Ölümünden kısa bir süre önce Smith, neredeyse bütün yayımlanmamış yazılarını yoketmişti. Sanıldığı kadarıyla, son yıllarında iki büyük tez üzerinde çalışıyordu; bir tanesi hukuk teorisi ve tarihi, diğeri de bilim ve sanat hakkında. Ölümünden sonra, 1975'te yayımlanan Essays on Philosophical Subjects muhtemelen ikinci tezinin bir kısmını kapsamaktadır.

Ulusların Zenginliği, ekonomi disiplinin ortaya çıkmasını ve aynı zamanda özerk ve sistematik hala gelmesini sağladığı için döneminde etkili bir eserdi. Batı dünyasında, konusundaki yayımlanan en nüfuzlu kitap olduğu söylenebilir. 1776'da piyasa çıktığında, İngiltere ve Amerika'da serbest ticaret anlayışı yaygınlaşmaktaydı; ve kitap ekonomik başarı için büyük külçe rezervlerinin önemli olduğunu savunduğu teori ile merkantilizme karşı klasik bir bildirge haline geldi. Bu dönemde Amerika'nın içinde bulunduğu, kurtuluş savaşı sonrasında ortaya çıkan fakirlik ve sıkıntılı koşullar, bu anlayışı doğurmuştur. Yine de kitap piyasa çıktığı dönemde, serbest ticaretin yararları konusunda herkes ikna olmamıştı: İngiltere halkı ve parlementosu merkantilizme uzun süre bağlı kalmıştır.

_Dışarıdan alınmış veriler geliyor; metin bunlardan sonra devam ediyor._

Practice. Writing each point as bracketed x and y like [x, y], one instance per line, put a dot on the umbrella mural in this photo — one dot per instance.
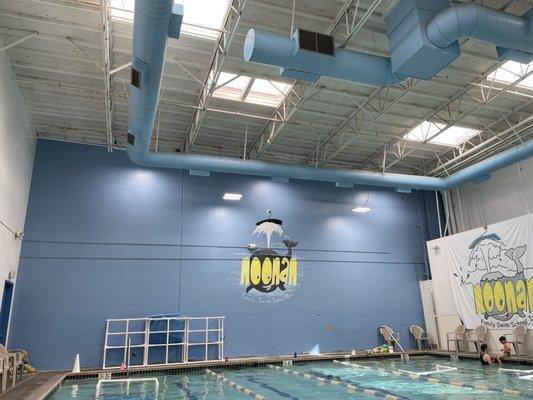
[266, 271]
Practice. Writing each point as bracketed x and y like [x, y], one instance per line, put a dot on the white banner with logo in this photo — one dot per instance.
[491, 270]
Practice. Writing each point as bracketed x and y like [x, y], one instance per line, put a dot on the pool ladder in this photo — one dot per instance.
[404, 356]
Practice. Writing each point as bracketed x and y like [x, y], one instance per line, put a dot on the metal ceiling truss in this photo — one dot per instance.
[218, 59]
[108, 80]
[448, 114]
[300, 91]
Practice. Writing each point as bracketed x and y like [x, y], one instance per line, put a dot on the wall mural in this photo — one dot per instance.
[266, 275]
[492, 274]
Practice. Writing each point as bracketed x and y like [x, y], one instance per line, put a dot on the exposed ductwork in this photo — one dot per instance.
[423, 38]
[154, 21]
[267, 48]
[512, 34]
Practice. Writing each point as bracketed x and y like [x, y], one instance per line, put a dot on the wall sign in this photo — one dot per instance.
[266, 275]
[492, 274]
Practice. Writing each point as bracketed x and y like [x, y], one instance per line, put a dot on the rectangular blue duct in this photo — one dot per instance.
[412, 54]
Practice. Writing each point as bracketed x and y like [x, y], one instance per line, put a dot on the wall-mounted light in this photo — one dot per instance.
[362, 210]
[232, 196]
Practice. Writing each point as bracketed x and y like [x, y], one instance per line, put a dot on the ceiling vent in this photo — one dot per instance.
[316, 42]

Ulusların Zenginliği, aynı zamanda, fizyokratik anlayışın toprağın önemini vurgulayışına karşı çıkıyordu. Smith bunun yerine işgücünün üstünlüğüne inanmaktaydı, ve işçi sınıfının (en:division of labor) üretimin artmasında etkili olacağını savunuyordu. Uluslar o kadar başarılı oldular ki, bu başarı eski ekonomik ekollerin terk edilmesine yol açtı. Thomas Malthus ve David Ricardo gibi ekonomistler Smith'in bugün klasik ekonomi olarak bilinen teorisini rafine etmeye yöneldiler ve bu zamanla modern ekonominin gelişmesini sağladı. Malthus, Smith'in nüfus fazlalığı konusundaki düşüncelerini geliştirdi. Ricardo "ücretlerin demir kanunu"na (en:iron law of wages), yani nüfus fazlalığının asgari geçim düzeyinin önününe geçeceğine inanıyordu. Smith, bugün daha doğru olduğuna inanılan, artan üretimle artan ücretler varsayımını önermişti.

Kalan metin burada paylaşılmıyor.